La situation est également décriée par Armoogum Parsuramen, ancien ministre de l’Education et président de la Global Rainbow Foundation, qui l’avait déjà évoquée dans son Memorandum for the empowerment of persons with disabilities en 2018 : «L’État est très en retard en la matière. Ce genre de dispositif aurait dû être mis en place depuis bien longtemps. Maurice a beaucoup à faire dans le cadre de la Convention internationale relative aux droits des personnes en situation de handicap.» Selon lui, la SENA, opérationnelle depuis 2019, n’est pas une solution pour les jeunes en situation de handicap. Il ajoute que les organisations non gouvernementales font de leur possible pour accompagner ces enfants durant leur scolarité mais que «ces dernières doivent être soutenues et aidées par le gouvernement auquel elles ne peuvent se substituer».

Quels sont les problèmes rencontrés par les SENS ? «Bien que la SENA ait été instituée pour régir ce secteur, il n’y a toujours pas de directeur. Il y a trois ans, notre objectif était de développer les enfants et les rendre autonomes. Mais, depuis peu, ça a changé. J’ai dû louer une maison car je ne dispose même pas d’un espace dédié. Le plus urgent est le manque de financement. Nous ne pouvons plus compter sur la Corporate Social Responsibility (CSR)», indique Gina Poonoosamy, fondatrice de l’école Anou Grandi, qui compte 82 élèves. 

Contrainte également partagée par Vijayeantee Domun, du Centre pour le progrès et l'éducation des enfants (CEPEH) : «Nous avons une subvention de Rs 5 400 par enfant pour un an. Cela ne contribue que 30 % de notre budget. Nous avons aussi une contribution mensuelle de Rs 300 par enfant mais, dans beaucoup de cas, les parents ne peuvent payer. Nous devons trouver d’autres solutions. Quelques hôtels nous soutiennent mais on n’a plus autant de CSR.» Sur cette question, Savitree Oogarah soutient qu’il y aura des critères spécifiques pour les SENS. Toutefois, après validation, les normes ne seront pas publiées. Pour Dharam Gokhool, le financement des SENS doit être revu. 
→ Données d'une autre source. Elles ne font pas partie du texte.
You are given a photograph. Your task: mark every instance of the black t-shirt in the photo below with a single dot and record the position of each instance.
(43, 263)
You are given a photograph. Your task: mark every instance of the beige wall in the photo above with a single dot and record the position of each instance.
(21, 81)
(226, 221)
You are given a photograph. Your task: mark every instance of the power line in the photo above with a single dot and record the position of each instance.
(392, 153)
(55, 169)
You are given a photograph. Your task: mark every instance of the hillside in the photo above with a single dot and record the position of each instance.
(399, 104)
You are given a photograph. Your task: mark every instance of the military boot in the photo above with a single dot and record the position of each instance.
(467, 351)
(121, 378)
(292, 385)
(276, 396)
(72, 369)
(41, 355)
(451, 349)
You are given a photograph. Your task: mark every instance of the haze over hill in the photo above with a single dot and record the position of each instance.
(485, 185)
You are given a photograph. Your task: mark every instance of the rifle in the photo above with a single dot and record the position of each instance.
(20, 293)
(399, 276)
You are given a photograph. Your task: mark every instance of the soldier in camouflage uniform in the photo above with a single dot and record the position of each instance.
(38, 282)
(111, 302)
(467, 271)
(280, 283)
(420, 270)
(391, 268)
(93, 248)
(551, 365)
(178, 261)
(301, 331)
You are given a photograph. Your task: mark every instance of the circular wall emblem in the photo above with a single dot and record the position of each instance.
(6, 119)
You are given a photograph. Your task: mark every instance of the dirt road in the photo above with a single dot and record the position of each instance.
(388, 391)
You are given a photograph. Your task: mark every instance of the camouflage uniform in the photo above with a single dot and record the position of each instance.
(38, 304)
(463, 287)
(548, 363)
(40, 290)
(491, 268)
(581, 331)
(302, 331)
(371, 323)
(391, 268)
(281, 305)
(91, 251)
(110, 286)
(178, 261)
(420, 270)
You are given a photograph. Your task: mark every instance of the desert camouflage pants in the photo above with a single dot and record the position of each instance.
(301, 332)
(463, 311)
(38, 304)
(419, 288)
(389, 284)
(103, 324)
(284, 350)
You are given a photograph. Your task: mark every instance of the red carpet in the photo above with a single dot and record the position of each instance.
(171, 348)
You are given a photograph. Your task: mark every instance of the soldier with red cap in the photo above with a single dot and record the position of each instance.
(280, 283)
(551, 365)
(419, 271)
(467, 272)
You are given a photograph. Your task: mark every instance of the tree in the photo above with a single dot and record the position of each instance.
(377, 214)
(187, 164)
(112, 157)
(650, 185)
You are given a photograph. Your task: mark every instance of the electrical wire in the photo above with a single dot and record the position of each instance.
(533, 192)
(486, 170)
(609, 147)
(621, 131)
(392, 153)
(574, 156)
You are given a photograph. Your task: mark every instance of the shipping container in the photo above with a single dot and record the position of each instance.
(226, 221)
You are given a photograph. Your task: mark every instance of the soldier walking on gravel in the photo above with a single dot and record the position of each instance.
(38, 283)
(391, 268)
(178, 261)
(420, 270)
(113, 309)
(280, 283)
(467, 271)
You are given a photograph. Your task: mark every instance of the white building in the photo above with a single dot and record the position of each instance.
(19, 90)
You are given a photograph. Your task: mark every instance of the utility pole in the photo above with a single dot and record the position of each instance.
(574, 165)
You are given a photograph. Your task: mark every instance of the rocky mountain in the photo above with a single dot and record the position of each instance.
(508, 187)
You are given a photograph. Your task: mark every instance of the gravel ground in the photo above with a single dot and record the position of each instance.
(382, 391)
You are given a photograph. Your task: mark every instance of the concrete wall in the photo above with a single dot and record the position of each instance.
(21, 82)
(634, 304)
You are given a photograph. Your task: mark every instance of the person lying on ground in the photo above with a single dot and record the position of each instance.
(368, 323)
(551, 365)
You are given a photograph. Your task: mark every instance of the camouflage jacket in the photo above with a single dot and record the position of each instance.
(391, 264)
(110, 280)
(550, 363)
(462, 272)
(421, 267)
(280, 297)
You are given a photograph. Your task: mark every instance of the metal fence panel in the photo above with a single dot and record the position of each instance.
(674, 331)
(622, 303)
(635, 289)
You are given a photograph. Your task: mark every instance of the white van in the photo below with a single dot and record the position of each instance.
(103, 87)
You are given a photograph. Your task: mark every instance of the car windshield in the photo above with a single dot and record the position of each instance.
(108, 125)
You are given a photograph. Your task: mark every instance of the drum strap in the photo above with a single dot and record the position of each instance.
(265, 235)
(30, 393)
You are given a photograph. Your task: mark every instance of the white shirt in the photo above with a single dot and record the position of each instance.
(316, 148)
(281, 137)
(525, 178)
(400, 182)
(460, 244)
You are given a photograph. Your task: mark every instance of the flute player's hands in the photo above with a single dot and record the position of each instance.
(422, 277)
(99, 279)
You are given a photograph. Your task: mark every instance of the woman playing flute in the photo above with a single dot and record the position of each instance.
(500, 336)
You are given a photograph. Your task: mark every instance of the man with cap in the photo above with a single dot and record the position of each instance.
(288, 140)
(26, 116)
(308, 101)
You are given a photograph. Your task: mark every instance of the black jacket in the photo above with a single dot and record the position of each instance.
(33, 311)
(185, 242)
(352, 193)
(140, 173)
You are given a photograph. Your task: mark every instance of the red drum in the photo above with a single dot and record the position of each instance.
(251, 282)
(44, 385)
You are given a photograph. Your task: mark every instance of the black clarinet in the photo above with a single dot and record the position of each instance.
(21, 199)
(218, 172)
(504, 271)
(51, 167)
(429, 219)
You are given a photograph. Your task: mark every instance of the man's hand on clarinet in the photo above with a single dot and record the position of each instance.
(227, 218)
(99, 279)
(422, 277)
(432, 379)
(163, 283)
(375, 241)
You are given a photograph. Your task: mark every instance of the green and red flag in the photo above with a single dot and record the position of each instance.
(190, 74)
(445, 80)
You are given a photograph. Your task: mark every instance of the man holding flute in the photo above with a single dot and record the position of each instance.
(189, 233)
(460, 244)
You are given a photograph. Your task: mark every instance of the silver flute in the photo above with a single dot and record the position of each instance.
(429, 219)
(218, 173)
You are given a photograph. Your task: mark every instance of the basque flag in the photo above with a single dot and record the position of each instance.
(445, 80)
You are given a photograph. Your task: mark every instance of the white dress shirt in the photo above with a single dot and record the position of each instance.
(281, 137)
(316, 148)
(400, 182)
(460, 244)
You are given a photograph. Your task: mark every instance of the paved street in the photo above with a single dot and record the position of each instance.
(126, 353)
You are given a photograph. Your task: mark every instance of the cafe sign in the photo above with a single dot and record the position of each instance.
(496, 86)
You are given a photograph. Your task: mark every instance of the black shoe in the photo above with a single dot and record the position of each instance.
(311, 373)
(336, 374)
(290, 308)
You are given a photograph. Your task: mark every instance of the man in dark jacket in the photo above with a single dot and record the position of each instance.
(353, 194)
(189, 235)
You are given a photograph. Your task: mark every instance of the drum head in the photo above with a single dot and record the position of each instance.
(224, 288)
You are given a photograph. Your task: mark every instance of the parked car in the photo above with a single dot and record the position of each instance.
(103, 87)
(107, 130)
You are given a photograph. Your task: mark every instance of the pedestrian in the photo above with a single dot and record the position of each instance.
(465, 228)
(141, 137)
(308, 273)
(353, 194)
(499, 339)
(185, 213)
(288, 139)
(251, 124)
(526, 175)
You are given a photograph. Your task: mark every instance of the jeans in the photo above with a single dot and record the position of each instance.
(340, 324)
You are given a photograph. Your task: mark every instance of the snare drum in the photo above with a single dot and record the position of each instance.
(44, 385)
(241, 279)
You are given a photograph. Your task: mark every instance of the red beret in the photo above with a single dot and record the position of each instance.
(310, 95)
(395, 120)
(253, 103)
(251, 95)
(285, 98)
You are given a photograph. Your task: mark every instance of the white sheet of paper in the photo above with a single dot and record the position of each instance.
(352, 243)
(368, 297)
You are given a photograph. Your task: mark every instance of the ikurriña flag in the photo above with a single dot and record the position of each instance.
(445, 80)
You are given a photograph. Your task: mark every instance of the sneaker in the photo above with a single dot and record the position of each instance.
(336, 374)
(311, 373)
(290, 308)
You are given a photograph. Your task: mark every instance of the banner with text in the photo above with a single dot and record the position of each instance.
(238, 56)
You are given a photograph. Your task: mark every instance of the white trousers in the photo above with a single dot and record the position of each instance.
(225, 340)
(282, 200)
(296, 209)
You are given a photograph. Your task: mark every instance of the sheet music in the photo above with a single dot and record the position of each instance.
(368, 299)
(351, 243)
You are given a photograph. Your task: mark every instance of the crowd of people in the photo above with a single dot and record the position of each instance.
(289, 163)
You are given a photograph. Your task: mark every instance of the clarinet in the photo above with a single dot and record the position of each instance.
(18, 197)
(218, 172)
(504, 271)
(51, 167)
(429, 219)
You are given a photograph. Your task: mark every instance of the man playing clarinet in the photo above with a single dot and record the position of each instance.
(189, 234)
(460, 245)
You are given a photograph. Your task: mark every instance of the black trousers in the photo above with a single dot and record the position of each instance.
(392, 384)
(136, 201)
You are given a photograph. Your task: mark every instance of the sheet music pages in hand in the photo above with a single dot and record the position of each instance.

S’alignant sur le manque de financement, Gilberte Chung mentionne la grande disparité entre les enfants handicapés et ceux du mainstream : «Pourtant le ministère de l’Éducation a la responsabilité de les prendre tous en charge. Il faut plus de parité.» Une autre lacune est évoquée : le recrutement du personnel des SENS. Alors que cette mesure était inscrite au plan d’action national de 2005, rien n’a suivi. Du côté des gestionnaires des SENS, on essaie autant que possible de trouver des effectifs. «Des formations sont dispensées mais la reconnaissance des éducateurs doit se faire. Il y a la recognition of prior learning mais mous attendons beaucoup à ce niveau. Il n’y a pas d’échelle de salaires. Le National Remuneration Board y travaille mais rien n’a abouti jusqu’à présent.» D’après nos interlocutrices, les éducateurs touchent en moyenne le salaire minimum. Et, avec la compensation salariale, la note est plus salée pour les ONG à la tête des SENS. 

Une autre difficulté est relevée par Reynolds Permal, président de Lizié dan lamé. «Comment standardiser les SENS qui s’attellent à l’éducation des enfants sujets à divers types et degrés de handicap ? Il y a des slow learners, des enfants sourds, des non et malvoyants, etc. Chaque établissement a des besoins différents.» Pour Savitree Oogarah, à cause de ces spécificités, «il sera difficile de les harmoniser mais le plus important, c’est qu’on va vers l’inclusion».